这一次,白衣人再未消失,而是伸出一双惨白的手,扶住自己的脑袋,慢慢地转了一圈。当他的后脑勺转过来的时候,竟然跟前面一模一样,都被黑色的长发完全遮挡住了。
李泰早已面如死灰,圆睁着双眼,拼命想喊,却一点声音都发不出来,连往后退的力气都没有了。
白衣人的双手依旧扶在脑袋上。紧接着,他的两只手用力向上一提,竟然把整颗脑袋拔了下来,捧在胸前。
“青雀,我是你四叔,我是三胡、三胡啊……”
无头的白衣人竟然还在朝他说话?!
李泰终于爆发出一声撕心裂肺的长嚎,然后两眼一翻,晕倒在地。
窗前的无头白衣人倏然不见。
凄厉的长嚎响彻武德殿的上空。偏殿的门开了,一群宦官宫女提着灯笼慌慌张张地跑了过来……
窗外风雨交加。
何崇九已经离开,书房中只有萧君默和桓蝶衣默默对坐。
“师兄,你在魏王府里究竟发现了什么?”桓蝶衣终于把憋了一晚上的话说出了口,“你怎么会找到这些帛片的?”

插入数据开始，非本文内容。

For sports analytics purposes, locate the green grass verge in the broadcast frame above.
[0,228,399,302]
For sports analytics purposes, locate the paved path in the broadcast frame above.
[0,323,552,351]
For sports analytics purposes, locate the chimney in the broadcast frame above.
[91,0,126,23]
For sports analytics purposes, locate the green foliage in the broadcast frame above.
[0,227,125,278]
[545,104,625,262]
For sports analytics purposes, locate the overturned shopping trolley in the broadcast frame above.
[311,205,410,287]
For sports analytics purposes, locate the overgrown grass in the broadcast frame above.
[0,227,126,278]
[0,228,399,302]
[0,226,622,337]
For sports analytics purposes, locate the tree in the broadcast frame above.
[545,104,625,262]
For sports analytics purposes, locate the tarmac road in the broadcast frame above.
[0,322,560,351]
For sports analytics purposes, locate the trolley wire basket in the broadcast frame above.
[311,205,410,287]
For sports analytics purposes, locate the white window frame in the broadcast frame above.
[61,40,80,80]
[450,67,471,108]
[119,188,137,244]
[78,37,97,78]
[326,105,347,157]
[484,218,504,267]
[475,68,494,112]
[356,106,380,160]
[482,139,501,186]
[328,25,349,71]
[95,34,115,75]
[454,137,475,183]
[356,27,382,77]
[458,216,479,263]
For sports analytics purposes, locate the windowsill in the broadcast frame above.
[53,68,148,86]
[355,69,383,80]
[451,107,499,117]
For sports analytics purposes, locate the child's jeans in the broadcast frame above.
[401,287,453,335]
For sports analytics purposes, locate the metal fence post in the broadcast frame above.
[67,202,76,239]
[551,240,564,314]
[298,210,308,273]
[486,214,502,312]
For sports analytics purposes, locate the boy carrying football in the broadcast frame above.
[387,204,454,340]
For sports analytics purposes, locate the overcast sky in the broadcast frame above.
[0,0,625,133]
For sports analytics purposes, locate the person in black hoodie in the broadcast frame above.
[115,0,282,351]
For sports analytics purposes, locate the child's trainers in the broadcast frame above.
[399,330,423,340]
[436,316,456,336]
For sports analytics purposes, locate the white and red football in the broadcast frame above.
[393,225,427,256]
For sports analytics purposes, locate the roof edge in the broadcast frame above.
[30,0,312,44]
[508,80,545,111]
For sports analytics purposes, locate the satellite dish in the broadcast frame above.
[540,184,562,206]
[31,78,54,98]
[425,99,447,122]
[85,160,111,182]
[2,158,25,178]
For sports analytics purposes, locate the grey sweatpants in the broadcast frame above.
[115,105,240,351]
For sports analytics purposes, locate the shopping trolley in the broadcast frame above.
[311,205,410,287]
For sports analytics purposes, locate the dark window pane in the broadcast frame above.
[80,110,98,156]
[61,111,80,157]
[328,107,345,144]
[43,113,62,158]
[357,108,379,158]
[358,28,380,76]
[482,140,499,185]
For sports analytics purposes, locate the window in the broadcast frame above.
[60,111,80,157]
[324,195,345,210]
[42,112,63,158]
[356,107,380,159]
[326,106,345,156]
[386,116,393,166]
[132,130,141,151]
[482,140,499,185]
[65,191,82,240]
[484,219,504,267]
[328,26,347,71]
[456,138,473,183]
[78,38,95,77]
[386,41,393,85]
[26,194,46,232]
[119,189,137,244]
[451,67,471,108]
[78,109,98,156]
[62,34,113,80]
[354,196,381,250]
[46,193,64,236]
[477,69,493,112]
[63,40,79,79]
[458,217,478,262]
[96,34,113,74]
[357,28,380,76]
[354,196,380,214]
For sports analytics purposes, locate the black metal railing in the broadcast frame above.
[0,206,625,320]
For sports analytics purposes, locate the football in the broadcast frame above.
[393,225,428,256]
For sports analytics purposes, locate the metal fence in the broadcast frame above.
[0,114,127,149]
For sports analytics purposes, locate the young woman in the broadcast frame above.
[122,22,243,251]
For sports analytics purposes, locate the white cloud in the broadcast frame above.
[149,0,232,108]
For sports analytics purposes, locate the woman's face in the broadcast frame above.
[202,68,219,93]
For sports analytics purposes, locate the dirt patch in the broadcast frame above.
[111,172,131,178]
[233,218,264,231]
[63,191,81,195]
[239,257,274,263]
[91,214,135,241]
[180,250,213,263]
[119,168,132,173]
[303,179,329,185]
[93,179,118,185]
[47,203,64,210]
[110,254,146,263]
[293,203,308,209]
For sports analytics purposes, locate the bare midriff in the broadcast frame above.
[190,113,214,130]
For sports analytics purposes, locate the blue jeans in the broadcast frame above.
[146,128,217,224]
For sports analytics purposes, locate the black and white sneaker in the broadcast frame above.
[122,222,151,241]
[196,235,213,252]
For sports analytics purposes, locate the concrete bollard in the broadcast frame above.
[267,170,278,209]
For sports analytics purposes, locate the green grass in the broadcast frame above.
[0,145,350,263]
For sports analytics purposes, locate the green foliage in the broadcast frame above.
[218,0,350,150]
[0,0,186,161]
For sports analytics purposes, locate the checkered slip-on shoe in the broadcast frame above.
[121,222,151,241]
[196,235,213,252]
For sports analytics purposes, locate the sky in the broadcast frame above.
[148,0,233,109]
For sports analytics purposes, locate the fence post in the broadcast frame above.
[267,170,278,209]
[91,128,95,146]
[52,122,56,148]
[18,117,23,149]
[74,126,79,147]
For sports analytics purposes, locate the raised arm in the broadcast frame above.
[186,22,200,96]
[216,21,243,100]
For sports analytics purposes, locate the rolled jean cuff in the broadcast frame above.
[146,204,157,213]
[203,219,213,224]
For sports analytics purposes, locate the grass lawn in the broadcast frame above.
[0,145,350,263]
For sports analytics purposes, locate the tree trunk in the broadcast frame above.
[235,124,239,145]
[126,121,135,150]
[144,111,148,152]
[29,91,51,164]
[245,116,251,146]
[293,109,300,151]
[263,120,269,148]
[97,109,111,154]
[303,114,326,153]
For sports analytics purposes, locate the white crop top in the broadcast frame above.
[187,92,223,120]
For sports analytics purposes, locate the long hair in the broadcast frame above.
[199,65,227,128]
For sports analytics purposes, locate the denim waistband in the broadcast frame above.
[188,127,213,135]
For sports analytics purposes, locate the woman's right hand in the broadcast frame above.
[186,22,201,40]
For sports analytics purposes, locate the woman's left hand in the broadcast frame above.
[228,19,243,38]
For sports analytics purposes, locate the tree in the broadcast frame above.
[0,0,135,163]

萧君默又静默片刻,然后便把自己进入魏王府所看到的一切都告诉了她。
桓蝶衣听得惊骇不已:“魏王为什么会对伯父下毒手?”
萧君默不想让她卷进来,便道:“这一点,我也还没弄清楚。”
桓蝶衣又想了想,道:“既然伯父的东西出现在魏王府的水牢里,那魏王就有很大的嫌疑,咱们可以告发他呀!”

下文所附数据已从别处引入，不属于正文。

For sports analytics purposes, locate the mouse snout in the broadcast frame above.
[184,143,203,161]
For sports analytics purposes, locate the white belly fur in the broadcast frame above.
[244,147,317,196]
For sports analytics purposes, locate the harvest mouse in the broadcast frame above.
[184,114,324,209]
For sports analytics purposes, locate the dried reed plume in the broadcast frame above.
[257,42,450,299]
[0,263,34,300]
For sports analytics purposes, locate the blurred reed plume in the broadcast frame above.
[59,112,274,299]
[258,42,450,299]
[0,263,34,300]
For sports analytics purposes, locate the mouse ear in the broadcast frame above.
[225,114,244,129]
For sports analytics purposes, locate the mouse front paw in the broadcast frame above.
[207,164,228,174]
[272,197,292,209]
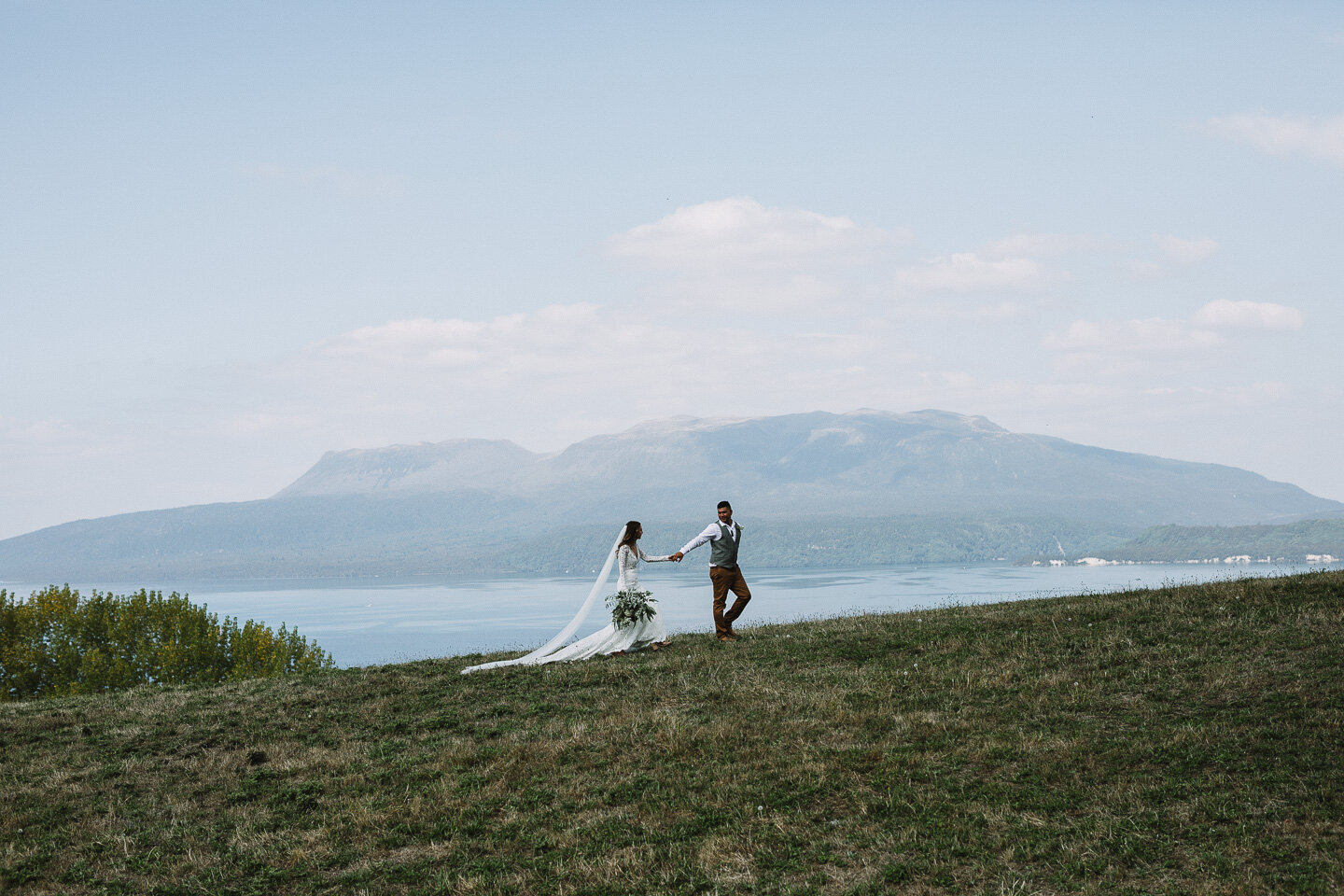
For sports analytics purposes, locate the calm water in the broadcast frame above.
[0,560,1340,666]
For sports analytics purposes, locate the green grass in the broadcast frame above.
[0,572,1344,895]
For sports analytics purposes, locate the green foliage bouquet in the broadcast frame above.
[606,591,657,629]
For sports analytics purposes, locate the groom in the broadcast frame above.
[671,501,751,641]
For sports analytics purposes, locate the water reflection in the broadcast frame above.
[0,562,1340,666]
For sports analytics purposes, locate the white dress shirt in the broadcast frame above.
[681,523,738,566]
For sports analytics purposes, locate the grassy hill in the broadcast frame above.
[0,572,1344,895]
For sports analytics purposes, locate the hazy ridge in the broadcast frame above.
[0,410,1344,581]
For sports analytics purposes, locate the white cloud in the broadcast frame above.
[1042,317,1221,354]
[896,253,1044,293]
[1157,236,1218,265]
[1191,299,1304,330]
[1204,114,1344,165]
[608,196,910,269]
[1041,300,1302,360]
[986,233,1102,258]
[254,305,945,449]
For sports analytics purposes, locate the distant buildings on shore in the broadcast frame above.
[1030,553,1341,567]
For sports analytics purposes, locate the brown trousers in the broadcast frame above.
[709,567,751,634]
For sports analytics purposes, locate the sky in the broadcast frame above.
[0,0,1344,538]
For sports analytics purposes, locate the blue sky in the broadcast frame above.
[0,0,1344,538]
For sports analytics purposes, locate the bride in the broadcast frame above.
[462,520,672,675]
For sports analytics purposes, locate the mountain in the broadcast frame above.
[0,410,1344,581]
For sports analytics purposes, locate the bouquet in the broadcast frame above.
[606,591,657,629]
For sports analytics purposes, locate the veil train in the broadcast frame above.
[462,525,625,676]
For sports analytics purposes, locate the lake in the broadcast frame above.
[0,560,1340,666]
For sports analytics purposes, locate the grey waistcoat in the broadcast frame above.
[709,523,742,569]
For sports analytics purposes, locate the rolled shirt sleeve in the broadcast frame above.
[681,523,723,553]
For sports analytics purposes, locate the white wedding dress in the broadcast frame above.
[462,526,672,675]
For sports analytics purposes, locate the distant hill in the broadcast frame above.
[0,410,1344,581]
[1102,520,1344,563]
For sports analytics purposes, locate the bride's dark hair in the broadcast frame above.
[616,520,641,551]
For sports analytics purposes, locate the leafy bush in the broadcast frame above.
[0,584,333,700]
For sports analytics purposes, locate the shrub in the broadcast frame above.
[0,584,333,700]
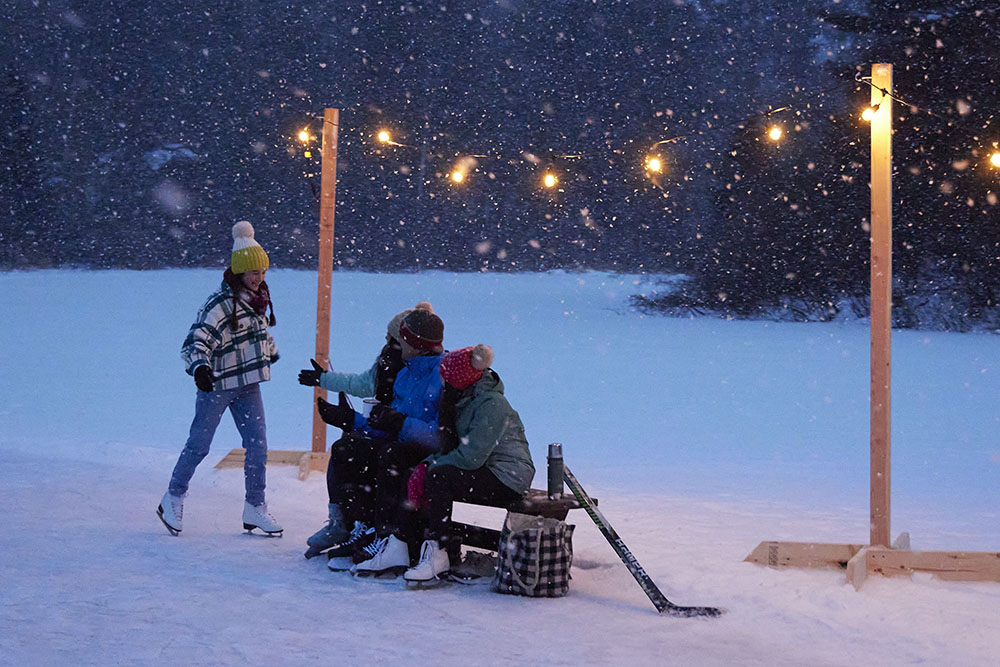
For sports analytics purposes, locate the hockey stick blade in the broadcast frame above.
[563,466,723,618]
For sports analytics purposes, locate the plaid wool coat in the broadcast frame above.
[181,281,278,390]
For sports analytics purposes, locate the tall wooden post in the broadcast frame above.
[870,63,892,547]
[312,109,340,452]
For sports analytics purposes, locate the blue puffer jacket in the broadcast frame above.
[354,354,442,449]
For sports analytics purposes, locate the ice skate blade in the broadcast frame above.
[445,573,493,586]
[302,547,332,560]
[243,523,285,537]
[156,505,181,537]
[351,565,410,581]
[403,573,449,591]
[326,556,354,572]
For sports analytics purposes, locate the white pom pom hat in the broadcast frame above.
[229,220,271,275]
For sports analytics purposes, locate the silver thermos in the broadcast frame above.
[548,442,563,500]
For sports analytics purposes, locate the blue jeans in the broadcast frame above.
[169,382,267,505]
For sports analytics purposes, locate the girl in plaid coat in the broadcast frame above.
[157,220,282,535]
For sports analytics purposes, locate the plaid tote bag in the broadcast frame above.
[492,512,575,598]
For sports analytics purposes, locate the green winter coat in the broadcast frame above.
[427,369,535,493]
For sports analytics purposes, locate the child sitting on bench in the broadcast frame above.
[356,345,535,582]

“告发魏王?”萧君默苦笑,“他一向宠异诸王,如今又圣眷正隆,大有入主东宫之势,你告得了他吗?更何况,就凭咱们手里这几块烂布片,怎么证明他囚禁了我爹?又怎么证明他杀害了我爹?”
“可是,这绯色的绫片就是伯父的官服,这帛片上也有伯父的笔迹啊!”
“朝中四、五品以上官员数以千计,凭什么说那一定是我爹的官服?这些帛书上的字早已模糊难辨,连认出来尚且困难,还谈得上什么笔迹?”
桓蝶衣一脸愤恨,却又哑口无言,半晌才道:“那伯父死得如此不明不白,咱们难道就这么算了?”
“这个仇,迟早肯定要报。”萧君默眼中闪过一道寒光,“但不是现在,也不能用你说的办法。”
桓蝶衣怏怏不乐:“那伯父亡故的事情,你对外怎么说?”
萧君默略微沉吟了一下,道:“就说他到乡下走亲戚,失足坠马,伤重不治。我会跟九叔交代,让他就这么说,你也要统一口径,对谁都不要透露内情。”
“连我舅舅都不能说吗?”
萧君默一怔,心想师傅其实已经大致知道了内情,但他肯定也不想让桓蝶衣卷进来,所以自己必须和师傅一块儿瞒着她。主意已定,便道:“没必要。”